Interestingly, B2B unicorns managed to keep their employee expenses lower than their marketplace counterparts. While OfBusiness recorded an employee expense of INR 121.96 Cr, Infra.Market and Elasticrun spent INR 140.40 Cr and INR 202 Cr, respectively, on employees in FY22.
Some of the D2C unicorns, too, coughed up significantly in wages. The two D2C behemoths, Lenskart and Mamaearth, recorded employee expenses of over INR 200 Cr each.
Further, when considering the share of employee expenses against the total expenses, D2C unicorns and marketplaces startups performed poorly.
While used cars marketplace Spinny saw its employee expenses accounting for 41.14% of its total expenses, Snapdeal had the highest ratio with employee expenses accounting for 52.73% of the marketplace’s total expenses.
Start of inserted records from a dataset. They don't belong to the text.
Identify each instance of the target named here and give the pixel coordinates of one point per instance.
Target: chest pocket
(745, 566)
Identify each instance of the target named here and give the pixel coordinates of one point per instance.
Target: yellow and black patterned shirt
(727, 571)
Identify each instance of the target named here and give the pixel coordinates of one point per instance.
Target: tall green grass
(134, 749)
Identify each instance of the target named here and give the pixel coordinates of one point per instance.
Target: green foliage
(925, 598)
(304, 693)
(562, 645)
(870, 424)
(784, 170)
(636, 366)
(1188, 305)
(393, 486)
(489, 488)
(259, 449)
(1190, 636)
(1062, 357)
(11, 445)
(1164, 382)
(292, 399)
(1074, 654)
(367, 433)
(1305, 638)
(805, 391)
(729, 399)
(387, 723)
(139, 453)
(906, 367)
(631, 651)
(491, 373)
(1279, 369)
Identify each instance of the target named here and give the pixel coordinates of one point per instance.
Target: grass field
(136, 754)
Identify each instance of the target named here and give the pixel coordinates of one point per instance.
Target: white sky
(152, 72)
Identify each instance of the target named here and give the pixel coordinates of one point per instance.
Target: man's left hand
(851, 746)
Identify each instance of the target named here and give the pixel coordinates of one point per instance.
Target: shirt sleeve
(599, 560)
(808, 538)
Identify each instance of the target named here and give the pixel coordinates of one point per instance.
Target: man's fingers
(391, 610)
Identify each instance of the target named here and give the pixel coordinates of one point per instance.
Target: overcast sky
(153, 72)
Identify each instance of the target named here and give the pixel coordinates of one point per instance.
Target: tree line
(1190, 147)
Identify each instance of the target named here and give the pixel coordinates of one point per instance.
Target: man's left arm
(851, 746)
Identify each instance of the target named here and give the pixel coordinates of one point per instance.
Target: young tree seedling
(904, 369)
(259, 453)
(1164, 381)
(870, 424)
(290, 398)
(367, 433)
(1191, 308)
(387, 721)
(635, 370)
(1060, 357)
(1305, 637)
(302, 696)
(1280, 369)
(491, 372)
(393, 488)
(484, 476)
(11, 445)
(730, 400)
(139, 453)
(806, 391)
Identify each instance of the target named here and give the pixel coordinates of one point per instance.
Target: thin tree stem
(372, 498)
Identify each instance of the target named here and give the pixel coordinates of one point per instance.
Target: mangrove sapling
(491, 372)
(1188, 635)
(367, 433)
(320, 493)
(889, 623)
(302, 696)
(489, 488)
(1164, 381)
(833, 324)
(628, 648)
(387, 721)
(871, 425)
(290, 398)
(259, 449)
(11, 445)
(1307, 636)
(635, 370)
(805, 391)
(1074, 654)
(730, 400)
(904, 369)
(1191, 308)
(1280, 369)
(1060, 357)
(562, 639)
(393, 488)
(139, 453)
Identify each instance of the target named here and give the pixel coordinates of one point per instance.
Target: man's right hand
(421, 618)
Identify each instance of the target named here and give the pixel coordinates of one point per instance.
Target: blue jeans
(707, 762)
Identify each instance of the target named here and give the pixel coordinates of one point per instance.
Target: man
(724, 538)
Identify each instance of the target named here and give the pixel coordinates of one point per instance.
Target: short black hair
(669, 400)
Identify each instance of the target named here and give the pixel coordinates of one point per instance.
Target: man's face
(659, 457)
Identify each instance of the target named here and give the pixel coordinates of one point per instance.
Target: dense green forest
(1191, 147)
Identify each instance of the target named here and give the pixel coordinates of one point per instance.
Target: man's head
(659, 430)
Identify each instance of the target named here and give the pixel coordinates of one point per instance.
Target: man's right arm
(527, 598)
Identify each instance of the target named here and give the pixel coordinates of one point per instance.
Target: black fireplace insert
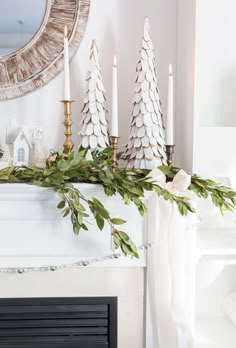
(84, 322)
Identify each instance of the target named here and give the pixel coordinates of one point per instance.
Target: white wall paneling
(117, 26)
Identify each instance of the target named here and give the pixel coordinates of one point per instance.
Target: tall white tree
(146, 145)
(94, 126)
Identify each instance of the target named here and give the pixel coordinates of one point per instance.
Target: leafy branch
(222, 197)
(131, 184)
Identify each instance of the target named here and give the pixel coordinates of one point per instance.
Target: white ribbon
(173, 265)
(180, 183)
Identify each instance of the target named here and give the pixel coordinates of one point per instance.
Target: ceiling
(18, 16)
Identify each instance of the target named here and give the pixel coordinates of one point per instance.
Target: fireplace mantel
(33, 232)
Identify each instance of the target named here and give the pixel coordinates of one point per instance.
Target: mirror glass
(19, 21)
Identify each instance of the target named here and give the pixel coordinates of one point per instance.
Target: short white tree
(146, 145)
(93, 133)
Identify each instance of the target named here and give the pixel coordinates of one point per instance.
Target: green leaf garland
(131, 184)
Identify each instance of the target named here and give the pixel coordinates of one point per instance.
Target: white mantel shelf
(33, 233)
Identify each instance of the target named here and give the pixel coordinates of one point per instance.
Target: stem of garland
(130, 184)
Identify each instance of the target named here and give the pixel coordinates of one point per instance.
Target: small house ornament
(20, 142)
(93, 132)
(146, 145)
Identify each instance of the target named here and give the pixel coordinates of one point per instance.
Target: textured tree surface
(93, 133)
(146, 145)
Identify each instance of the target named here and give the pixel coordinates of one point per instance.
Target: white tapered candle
(66, 67)
(114, 118)
(170, 110)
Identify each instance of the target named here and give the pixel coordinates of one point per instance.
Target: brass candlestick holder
(170, 150)
(68, 144)
(114, 146)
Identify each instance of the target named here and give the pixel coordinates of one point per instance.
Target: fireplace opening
(84, 322)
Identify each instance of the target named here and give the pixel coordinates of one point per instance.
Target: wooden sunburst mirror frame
(41, 59)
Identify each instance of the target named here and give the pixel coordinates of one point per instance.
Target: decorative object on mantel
(41, 59)
(38, 158)
(114, 147)
(68, 144)
(5, 160)
(146, 144)
(94, 126)
(170, 147)
(130, 184)
(20, 144)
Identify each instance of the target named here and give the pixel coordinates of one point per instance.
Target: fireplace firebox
(85, 322)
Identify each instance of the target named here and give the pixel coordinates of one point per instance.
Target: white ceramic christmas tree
(146, 144)
(94, 126)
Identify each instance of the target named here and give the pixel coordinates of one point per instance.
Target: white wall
(117, 26)
(216, 61)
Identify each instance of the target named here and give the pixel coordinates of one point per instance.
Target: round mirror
(19, 22)
(40, 58)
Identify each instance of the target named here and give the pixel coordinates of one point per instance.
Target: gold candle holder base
(170, 150)
(114, 146)
(68, 144)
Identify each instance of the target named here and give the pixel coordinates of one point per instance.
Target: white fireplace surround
(33, 233)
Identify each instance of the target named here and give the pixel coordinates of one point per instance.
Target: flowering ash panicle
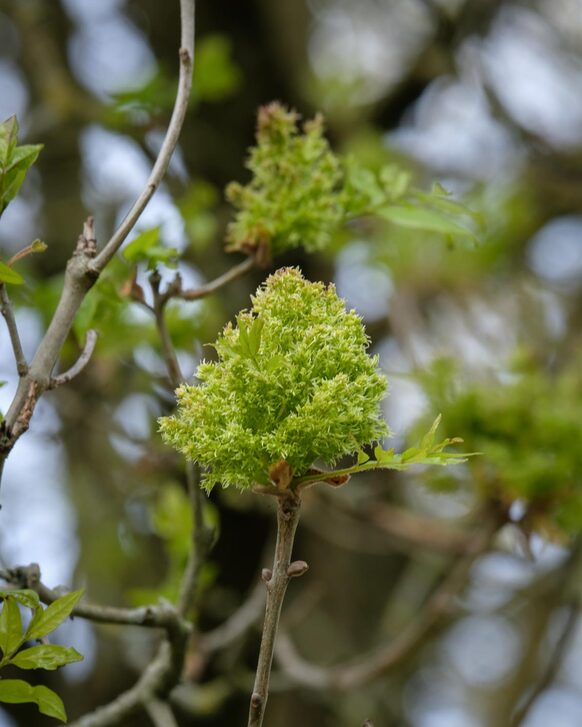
(293, 382)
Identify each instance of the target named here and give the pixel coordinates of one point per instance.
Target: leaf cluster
(527, 426)
(300, 192)
(293, 382)
(15, 652)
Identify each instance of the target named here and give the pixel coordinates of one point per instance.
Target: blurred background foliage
(484, 96)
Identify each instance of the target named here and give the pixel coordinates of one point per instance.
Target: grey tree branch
(288, 508)
(85, 265)
(211, 287)
(79, 364)
(552, 668)
(370, 666)
(161, 713)
(8, 313)
(170, 140)
(162, 616)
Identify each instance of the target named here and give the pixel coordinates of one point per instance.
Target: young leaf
(8, 275)
(10, 627)
(428, 439)
(49, 703)
(25, 596)
(146, 247)
(254, 336)
(16, 691)
(46, 621)
(45, 656)
(424, 219)
(14, 161)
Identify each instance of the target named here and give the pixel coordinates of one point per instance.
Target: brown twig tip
(79, 364)
(297, 568)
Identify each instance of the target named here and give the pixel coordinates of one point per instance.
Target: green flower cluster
(293, 382)
(294, 195)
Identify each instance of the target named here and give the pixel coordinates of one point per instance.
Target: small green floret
(293, 382)
(293, 197)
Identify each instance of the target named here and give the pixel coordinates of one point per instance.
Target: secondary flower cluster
(293, 382)
(294, 195)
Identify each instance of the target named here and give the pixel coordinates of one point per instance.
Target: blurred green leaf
(16, 691)
(11, 635)
(14, 161)
(45, 656)
(216, 76)
(146, 247)
(8, 275)
(43, 622)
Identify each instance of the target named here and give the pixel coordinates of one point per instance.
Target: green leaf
(424, 219)
(10, 626)
(45, 656)
(363, 457)
(14, 161)
(16, 691)
(146, 247)
(7, 275)
(38, 246)
(46, 621)
(254, 336)
(215, 74)
(49, 703)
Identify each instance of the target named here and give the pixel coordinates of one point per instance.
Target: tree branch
(8, 313)
(79, 364)
(370, 666)
(211, 287)
(170, 140)
(288, 507)
(85, 265)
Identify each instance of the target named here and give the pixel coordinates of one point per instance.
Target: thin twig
(168, 351)
(553, 666)
(170, 140)
(160, 616)
(237, 624)
(8, 313)
(288, 508)
(211, 287)
(80, 363)
(371, 665)
(160, 713)
(85, 266)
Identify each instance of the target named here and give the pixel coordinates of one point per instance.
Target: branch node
(297, 568)
(79, 364)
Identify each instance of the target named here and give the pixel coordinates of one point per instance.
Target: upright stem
(276, 582)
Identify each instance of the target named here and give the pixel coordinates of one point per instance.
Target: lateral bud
(297, 568)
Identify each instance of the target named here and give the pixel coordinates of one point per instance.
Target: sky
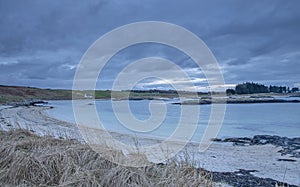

On the contrary, B2B ecommerce unicorns were seen performing surprisingly well on this metric. While OfBusiness’ employee expenses accounted for 1.74% of its total expenses, Infra.Market and Elasticrun’s employee spending contributed 2.32% and 4.82%, respectively, to their total expenses.
This reflects the way these business models work. B2B ecommerce platforms are dealing with businesses, so the number of customers is small.
In the case of D2C unicorns and ecommerce marketplaces, the number of customers can go into millions, hence higher workforce expenditure.
Ecommerce Soonicorns: Bira91 Tops The Employee Benefits Charts
Among the 10 ecommerce soonicorns considered for this analysis, Bira91 employee expenses stood at INR 93.57 Cr, followed by the furniture and mattresses startup Wakefit, which spent INR 91.60 Cr on employees in FY22. Personal care startup mCaffeine spent INR 74.88 Cr on employees in FY22 and took the third spot.
Overall, the 10 soonicorns spent INR 583.04 Cr on employees in FY22 against their total revenues of INR 5,883.20 Cr. It is pertinent to mention here that all these startups sat on a cumulative loss of INR 2,381.73 Cr during the year, with boAt being the only profitable venture.
boAt’s employee expenses accounted for only 2.01% of its total expenses in FY22.
Interestingly, even though Bluestone’s employee expenses accounted for 2.40% of its total expenses, its losses were the highest among ecommerce soonicorns at INR 1,268.40 Cr.
The metric was led by mCaffeine and Chaayos, whose employee expenses accounted for 38.91% and 24.12%, respectively, of their total FY22 expenses.
How Does FY23 Look?
Even though the ecommerce sector has seen significant layoffs in the last two months, employee expenses are expected to account for a significant portion of total expenses incurred by startups in the segment in FY23.
This is because only five out of the 27 startups, considered in this analysis, have fired employees so far.
Only the likes of Cars24, Meesho, Udaan, Dealshare and Furlenco could see some rationalisation under their employee expense head come FY23, while the rest of the companies might have struggled to reduce the wage bill.
The financial year ended March 31, 2023, was also a year that saw notable changes in how these ecommerce companies now operate. Increased stress on profitability has seen ecommerce companies cut down on multiple expenses.
The key stakeholders in the sector are diversifying to survive the funding winter, mostly moving towards an omnichannel business model.
With the likes of Mamaearth and boAt moving to an omnichannel business to increase profitability, the trend picked up steam in FY23, and we might see several D2C startups put up better revenue numbers compared to FY22.
As of now, it will be interesting to see how these companies performed during a year full of uncertainty and market corrections.
Update | May 15, 2023, 1:40 PM
An earlier version of the story showed erroneous details for Spinny and WOW Skin Science. The same has been corrected.